Influence of the atmospheric boundary layer stability on aerial spraying studied by computational fluid dynamics

Abstract

Atmospheric stability can significantly influence the spray drift in aerial applications; however, to date its effects remain unclear. In this study, a large spatiotemporal aerial application simulation model was constructed using different atmospheric boundary layer (ABL) stabilities. Three sets of ABL stability conditions were considered: unstable, stable, and neutral. Velocity, temperature, turbulence kinetic energy, and turbulence dissipation rate were set in detail as boundary conditions. The simulation results indicated that, using a simulation of the typical fixed-wing agricultural aircraft operating at typical altitudes and speeds, the upwind vortex decays more slowly than the downwind vortex, while the movement of the downwind vortex is also faster. The strength of the vortex was found to influence the droplet concentration. Droplets dispersed more quickly under unstable conditions probably because of the turbulent kinetic energy were greater. Droplets under stable conditions moved much rapidly downwind but drifted at lower altitudes than under unstable conditions. The diameter of most of the drift spray droplets was <100 μm. The simulation results indicated that off-target deposition in the stable case was greater than in the unstable case by nearly 300% around at downwind distances of 100 m, 180 m, 700 m, and ∼200% at around 220 m and 550 m. Therefore, unstable atmospheric conditions, which are most likely to occur from 06:00 and 19:00 during a day appear to be a better choice for reducing drift losses.

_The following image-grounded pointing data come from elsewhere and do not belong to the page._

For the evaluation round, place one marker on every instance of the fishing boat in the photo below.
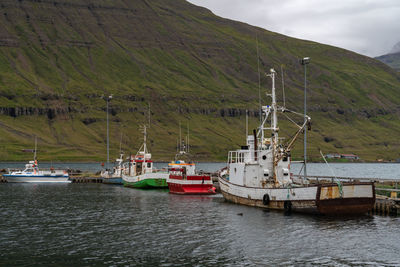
(183, 178)
(114, 176)
(139, 172)
(259, 174)
(32, 173)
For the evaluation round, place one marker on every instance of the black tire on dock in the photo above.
(266, 199)
(287, 205)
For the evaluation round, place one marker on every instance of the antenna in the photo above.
(149, 116)
(120, 144)
(259, 81)
(34, 155)
(247, 123)
(180, 136)
(283, 87)
(187, 142)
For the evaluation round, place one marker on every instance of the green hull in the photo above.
(148, 183)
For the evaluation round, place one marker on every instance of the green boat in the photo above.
(147, 180)
(139, 171)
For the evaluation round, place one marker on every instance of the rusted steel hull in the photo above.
(357, 198)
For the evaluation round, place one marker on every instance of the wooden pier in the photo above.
(80, 179)
(386, 192)
(386, 206)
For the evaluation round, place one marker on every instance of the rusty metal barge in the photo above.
(259, 174)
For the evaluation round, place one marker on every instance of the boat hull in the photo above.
(193, 185)
(147, 180)
(113, 180)
(36, 179)
(357, 198)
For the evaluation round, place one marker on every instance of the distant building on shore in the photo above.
(333, 156)
(342, 156)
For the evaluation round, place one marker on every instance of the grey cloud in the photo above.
(368, 27)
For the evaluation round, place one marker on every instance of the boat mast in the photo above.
(34, 154)
(144, 141)
(304, 62)
(274, 127)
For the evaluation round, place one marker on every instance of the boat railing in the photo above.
(47, 170)
(243, 156)
(319, 178)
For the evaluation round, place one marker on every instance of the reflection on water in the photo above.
(95, 224)
(357, 170)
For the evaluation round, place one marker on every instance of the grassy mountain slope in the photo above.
(59, 57)
(393, 60)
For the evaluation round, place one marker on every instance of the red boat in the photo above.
(184, 180)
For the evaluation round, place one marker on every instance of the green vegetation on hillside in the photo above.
(393, 60)
(58, 58)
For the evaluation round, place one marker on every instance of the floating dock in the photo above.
(80, 179)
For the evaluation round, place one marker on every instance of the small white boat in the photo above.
(114, 176)
(32, 174)
(139, 172)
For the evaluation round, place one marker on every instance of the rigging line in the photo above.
(283, 87)
(337, 180)
(259, 81)
(291, 120)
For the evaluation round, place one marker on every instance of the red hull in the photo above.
(198, 185)
(191, 189)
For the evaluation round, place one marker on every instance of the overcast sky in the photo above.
(367, 27)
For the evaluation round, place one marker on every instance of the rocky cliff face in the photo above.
(59, 58)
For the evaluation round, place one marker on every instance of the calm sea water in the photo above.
(105, 225)
(357, 170)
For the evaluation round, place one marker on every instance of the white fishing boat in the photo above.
(139, 172)
(259, 174)
(32, 174)
(113, 176)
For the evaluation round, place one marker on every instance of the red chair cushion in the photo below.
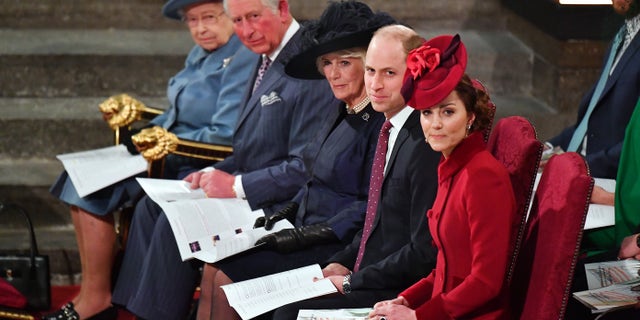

The simulation results are expected to help improve the comprehensive understanding of aerial application drift and to assist in choosing appropriate times and conditions to perform such operations. • Aerial spraying of pesticides is studied considering atmospheric boundary layer. • Vorticity field, droplet movement at various atmospheric stabilities are simulated. • Results show vortex shape and decay rate are affected by atmospheric stabilities. • Spraying operations in unstable weather conditions enable wide distribution. • Spraying operations in stable conditions result in more off-target deposition.